The first group of 26 antelopes passed through the Qinghai-Xizang highway on April 26 en route to Zonag Lake and other breeding areas in Hoh Xil. Although rain and snow have slowed the migration of Tibetan antelope flocks, the Zonag Lake area is now covered with pregnant antelopes.
In 2021, a Chinese expedition team found four new breeding areas of Tibetan antelopes, each holding 2,000 to 4,000 antelopes, in southwest China's Xizang Autonomous Region with the help of an intelligent video surveillance system.
Tens of thousands of pregnant Tibetan antelopes migrate to Hoh Xil every May to give birth after mating in November or December. They then depart with their offspring in August. The reason the animal travels such a great distance to breed each year is still a mystery.
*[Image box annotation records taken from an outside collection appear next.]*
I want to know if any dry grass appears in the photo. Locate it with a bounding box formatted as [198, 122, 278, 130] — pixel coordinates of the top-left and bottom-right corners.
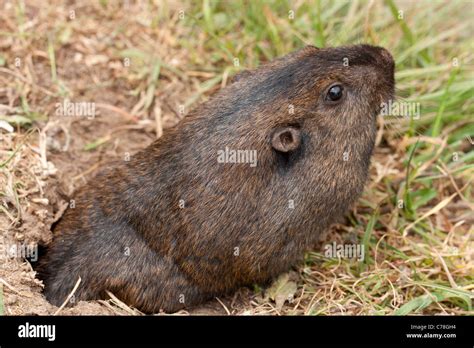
[0, 1, 474, 315]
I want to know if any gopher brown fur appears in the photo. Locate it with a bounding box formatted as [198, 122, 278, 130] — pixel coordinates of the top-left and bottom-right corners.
[40, 45, 394, 313]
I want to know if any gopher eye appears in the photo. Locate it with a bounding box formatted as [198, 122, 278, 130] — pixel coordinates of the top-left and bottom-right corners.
[326, 85, 344, 102]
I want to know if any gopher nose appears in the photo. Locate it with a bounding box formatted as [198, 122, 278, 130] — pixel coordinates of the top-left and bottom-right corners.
[377, 47, 395, 71]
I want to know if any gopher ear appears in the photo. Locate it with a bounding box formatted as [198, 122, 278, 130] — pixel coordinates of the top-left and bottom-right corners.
[272, 127, 301, 152]
[231, 70, 253, 83]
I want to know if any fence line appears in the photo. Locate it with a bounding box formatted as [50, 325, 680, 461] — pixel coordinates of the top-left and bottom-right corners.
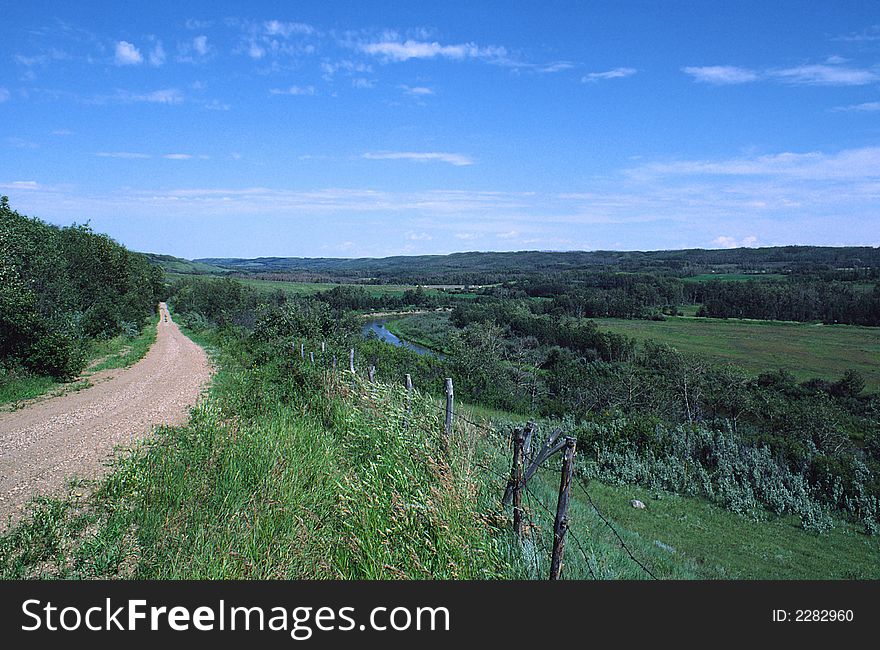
[300, 342, 659, 580]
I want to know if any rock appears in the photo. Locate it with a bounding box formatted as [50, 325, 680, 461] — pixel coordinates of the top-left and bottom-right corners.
[654, 539, 675, 553]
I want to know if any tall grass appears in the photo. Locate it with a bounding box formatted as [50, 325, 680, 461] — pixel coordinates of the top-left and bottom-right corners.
[0, 330, 503, 579]
[0, 316, 159, 407]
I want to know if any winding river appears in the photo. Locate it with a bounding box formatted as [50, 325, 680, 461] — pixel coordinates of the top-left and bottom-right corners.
[361, 318, 443, 359]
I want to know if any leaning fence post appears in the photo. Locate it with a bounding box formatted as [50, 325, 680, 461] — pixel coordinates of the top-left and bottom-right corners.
[550, 438, 577, 580]
[444, 377, 455, 438]
[510, 429, 525, 537]
[403, 375, 412, 429]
The once-endangered species, which is under first-class state protection in China, is mostly found in the Xizang Autonomous Region, Qinghai Province and the Xinjiang Uygur Autonomous Region.
The Tibetan antelope population drastically dropped from 200,000 to 20,000 in the 1980s due to illegal hunting. However, it has recovered, thanks to the ban on illegal hunting and the measures put in place to improve its habitat.